Elle demeure plus élevée dans le parc locatif privé (5,5 %) que dans les autres segments du parc. Les disparités géographiques sont très fortes.
En 2011, chaque habitant de métropole dispose en moyenne dans sa résidence principale de 36,1 m², en progression de + 1,4 % par rapport à 2009. Cette progression s’explique par celle de la surface moyenne des résidences principales (+ 0,9 %) et par la diminution de la taille des
ménages (- 0,5 %).
Les revenus imposables rebondissent, mais ne retrouvent leur niveau d’avant crise que pour les propriétaires occupants.

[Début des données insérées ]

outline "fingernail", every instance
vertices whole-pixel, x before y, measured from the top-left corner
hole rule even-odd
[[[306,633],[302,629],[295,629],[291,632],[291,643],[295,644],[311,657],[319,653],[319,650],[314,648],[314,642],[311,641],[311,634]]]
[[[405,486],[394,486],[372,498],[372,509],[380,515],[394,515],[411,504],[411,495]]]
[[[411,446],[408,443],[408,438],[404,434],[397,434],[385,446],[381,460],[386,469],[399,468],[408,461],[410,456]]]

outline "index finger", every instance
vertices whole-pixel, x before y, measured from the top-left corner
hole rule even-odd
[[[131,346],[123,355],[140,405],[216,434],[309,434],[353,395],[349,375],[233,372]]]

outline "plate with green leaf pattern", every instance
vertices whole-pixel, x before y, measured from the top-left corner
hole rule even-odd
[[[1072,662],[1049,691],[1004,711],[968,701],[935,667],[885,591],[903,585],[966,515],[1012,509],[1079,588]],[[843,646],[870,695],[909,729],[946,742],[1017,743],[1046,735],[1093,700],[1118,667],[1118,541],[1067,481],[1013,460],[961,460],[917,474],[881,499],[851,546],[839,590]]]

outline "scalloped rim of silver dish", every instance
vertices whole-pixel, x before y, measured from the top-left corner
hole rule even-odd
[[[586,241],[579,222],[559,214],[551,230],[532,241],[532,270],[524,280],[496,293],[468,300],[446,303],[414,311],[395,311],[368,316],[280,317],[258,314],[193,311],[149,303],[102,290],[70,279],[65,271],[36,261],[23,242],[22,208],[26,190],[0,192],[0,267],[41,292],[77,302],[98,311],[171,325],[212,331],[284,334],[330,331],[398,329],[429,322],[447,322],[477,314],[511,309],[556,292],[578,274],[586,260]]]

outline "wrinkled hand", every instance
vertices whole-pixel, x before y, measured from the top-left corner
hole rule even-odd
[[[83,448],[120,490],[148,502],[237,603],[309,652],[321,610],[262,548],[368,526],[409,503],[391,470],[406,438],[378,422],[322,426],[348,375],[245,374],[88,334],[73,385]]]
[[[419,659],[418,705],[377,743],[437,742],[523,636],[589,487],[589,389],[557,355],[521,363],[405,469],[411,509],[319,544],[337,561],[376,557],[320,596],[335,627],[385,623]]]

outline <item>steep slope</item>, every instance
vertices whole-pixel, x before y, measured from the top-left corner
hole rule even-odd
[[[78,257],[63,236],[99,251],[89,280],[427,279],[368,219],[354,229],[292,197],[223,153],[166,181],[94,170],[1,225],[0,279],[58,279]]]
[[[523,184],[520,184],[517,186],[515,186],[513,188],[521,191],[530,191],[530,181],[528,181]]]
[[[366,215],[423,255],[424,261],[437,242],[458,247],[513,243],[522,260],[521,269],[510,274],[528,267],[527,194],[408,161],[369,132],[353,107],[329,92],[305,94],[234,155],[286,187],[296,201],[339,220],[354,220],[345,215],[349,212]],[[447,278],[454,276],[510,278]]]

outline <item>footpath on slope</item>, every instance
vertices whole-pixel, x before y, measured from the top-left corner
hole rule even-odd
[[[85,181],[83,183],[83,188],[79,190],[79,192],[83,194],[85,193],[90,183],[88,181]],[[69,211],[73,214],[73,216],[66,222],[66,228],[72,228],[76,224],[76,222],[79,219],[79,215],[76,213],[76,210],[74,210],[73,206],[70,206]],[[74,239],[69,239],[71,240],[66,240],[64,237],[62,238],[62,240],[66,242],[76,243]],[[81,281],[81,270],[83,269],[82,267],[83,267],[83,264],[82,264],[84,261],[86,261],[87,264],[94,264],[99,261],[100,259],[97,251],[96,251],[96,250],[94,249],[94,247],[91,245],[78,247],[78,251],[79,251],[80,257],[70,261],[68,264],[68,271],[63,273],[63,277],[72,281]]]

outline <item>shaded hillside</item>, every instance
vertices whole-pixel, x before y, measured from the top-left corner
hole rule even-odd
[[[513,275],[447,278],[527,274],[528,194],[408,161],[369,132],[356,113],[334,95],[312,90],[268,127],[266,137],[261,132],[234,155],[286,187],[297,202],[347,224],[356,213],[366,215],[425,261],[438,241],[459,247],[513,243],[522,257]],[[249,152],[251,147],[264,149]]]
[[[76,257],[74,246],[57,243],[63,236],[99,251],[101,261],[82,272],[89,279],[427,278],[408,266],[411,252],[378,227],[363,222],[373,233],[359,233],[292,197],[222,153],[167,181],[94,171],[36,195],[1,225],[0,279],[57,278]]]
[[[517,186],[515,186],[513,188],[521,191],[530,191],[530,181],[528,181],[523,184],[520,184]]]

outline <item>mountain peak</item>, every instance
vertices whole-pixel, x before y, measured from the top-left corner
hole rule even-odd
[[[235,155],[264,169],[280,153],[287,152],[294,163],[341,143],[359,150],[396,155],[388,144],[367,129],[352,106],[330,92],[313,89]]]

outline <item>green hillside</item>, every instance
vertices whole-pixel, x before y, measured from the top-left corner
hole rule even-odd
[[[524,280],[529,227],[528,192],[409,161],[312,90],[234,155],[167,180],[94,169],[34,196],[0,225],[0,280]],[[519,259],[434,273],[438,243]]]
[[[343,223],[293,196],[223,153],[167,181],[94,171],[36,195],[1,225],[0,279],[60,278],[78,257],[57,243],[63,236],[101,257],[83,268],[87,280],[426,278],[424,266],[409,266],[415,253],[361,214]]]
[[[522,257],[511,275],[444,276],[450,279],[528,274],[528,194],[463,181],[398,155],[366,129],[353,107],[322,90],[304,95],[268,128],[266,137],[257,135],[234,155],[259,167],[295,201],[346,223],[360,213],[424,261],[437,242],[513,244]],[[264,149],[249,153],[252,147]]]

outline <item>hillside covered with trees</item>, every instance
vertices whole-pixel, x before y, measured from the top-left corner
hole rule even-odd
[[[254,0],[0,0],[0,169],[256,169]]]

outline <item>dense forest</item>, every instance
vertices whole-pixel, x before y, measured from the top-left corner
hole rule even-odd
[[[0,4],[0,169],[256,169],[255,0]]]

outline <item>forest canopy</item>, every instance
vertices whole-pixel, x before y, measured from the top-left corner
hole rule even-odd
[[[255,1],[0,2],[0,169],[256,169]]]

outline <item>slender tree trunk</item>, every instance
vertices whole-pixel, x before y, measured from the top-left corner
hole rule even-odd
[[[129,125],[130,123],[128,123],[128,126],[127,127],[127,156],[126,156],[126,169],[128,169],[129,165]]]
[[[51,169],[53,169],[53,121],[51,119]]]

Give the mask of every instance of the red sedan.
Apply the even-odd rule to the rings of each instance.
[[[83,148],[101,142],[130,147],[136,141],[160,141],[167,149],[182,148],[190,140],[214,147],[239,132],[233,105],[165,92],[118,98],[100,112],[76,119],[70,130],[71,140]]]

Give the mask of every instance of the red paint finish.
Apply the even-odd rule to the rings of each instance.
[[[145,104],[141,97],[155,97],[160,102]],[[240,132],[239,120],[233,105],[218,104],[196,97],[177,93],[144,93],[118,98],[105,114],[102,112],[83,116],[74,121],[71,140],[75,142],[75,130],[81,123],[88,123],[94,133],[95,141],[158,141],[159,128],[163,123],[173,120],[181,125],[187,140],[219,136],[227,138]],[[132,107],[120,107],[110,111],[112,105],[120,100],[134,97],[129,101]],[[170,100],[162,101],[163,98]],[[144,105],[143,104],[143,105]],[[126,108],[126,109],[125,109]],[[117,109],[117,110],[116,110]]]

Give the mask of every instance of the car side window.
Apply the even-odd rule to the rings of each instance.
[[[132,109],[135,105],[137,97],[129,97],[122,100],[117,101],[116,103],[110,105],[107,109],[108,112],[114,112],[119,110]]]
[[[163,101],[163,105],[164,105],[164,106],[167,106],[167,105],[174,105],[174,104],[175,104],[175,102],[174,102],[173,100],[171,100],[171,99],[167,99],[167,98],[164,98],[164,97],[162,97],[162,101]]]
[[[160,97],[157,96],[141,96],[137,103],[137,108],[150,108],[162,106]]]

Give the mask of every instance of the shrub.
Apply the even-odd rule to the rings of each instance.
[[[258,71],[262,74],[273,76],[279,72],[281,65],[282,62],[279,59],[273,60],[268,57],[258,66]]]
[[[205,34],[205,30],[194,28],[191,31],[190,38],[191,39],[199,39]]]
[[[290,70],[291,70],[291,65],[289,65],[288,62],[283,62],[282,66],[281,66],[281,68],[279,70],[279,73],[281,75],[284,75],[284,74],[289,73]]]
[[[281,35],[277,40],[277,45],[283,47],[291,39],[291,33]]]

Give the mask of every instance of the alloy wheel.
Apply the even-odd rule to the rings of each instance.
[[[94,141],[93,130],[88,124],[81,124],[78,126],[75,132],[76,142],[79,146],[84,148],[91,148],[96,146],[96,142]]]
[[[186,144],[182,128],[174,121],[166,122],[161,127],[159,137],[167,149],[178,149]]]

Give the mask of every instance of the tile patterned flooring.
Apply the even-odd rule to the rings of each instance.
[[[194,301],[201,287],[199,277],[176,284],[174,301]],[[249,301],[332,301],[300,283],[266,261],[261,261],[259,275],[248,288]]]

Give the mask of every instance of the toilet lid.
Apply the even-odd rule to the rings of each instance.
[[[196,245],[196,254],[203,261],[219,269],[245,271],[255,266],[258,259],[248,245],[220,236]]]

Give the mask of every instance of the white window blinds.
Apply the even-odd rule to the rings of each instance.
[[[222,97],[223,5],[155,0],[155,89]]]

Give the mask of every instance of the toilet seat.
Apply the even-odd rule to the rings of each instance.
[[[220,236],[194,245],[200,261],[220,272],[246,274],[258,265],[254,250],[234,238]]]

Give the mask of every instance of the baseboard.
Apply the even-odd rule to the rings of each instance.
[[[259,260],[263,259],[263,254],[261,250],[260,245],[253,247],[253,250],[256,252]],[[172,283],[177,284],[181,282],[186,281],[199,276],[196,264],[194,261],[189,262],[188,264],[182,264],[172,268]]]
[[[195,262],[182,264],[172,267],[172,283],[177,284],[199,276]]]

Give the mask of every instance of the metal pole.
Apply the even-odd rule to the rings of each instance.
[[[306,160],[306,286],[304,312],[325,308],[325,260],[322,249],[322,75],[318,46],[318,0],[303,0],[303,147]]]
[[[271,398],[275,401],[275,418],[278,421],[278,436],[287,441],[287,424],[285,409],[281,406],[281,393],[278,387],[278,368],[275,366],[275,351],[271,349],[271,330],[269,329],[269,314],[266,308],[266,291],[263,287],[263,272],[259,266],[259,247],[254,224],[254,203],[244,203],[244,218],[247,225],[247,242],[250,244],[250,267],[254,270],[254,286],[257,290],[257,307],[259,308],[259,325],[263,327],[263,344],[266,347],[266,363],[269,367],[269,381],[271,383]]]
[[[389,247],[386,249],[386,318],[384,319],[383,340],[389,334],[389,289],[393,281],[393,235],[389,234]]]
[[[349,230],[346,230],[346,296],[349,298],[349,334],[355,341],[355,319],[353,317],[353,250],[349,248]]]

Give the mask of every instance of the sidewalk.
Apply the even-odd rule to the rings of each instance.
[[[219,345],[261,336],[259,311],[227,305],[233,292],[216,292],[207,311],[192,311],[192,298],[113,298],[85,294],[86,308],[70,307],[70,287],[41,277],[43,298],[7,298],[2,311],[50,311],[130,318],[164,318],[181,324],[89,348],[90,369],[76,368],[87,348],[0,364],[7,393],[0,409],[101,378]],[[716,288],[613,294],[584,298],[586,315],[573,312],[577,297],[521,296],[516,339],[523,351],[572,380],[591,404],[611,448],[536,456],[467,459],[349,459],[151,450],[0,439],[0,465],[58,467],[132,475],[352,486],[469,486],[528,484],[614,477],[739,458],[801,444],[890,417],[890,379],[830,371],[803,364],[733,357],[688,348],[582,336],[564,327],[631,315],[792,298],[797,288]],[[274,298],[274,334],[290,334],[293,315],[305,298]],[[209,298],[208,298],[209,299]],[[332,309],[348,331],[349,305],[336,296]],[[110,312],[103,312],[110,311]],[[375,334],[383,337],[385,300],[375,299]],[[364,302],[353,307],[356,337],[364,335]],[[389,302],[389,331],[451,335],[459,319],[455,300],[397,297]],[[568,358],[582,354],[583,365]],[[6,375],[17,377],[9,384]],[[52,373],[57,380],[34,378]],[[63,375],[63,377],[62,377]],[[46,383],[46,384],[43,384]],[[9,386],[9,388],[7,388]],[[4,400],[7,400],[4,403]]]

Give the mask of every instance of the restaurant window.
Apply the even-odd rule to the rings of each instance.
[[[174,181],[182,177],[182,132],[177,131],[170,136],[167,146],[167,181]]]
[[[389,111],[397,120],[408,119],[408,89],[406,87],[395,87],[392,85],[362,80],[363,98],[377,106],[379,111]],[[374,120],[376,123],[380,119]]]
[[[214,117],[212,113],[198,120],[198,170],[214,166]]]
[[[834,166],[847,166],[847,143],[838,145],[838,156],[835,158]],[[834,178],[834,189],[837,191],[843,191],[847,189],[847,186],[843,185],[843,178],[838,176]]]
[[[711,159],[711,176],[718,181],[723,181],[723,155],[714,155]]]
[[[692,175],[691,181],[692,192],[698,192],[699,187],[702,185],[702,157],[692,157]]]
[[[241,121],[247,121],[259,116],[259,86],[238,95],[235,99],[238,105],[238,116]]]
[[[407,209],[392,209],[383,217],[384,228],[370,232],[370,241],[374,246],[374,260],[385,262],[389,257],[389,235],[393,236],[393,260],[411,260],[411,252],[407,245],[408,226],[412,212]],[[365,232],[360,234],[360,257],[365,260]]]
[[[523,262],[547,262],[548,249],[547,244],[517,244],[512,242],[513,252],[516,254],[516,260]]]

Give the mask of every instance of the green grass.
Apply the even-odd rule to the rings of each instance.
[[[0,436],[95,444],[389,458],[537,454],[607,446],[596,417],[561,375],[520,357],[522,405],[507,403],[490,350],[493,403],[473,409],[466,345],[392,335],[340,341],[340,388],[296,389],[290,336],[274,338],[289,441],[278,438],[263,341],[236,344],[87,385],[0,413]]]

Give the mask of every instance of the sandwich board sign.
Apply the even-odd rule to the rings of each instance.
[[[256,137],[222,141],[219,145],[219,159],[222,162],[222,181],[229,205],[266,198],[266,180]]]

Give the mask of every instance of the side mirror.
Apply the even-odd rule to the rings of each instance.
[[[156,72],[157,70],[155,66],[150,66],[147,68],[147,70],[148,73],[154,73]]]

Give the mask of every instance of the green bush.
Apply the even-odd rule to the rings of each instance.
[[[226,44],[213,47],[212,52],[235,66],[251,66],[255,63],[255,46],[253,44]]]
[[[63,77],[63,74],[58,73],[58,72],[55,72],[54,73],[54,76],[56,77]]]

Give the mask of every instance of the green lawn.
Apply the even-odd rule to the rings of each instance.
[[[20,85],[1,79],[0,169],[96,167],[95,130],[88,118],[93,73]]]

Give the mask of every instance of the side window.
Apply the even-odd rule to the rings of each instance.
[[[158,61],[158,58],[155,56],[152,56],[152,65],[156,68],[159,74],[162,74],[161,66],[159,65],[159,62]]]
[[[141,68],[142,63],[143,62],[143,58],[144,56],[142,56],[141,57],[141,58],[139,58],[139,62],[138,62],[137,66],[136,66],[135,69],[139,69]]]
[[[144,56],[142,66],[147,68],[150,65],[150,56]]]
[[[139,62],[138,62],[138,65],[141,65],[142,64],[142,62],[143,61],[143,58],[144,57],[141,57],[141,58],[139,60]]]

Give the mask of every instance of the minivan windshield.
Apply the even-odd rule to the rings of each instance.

Ces derniers disposent en moyenne de revenus près de deux fois supérieurs à ceux des locataires du parc social.
La mobilité résidentielle augmente légèrement dans le parc locatif privé, où elle se situe déjà à un niveau élevé (17,8 %), elle est en revanche toujours plus faible chez les propriétaires occupants, où la proportion de logements ayant changé d’occupant par année s’établit à seulement 3,0 %.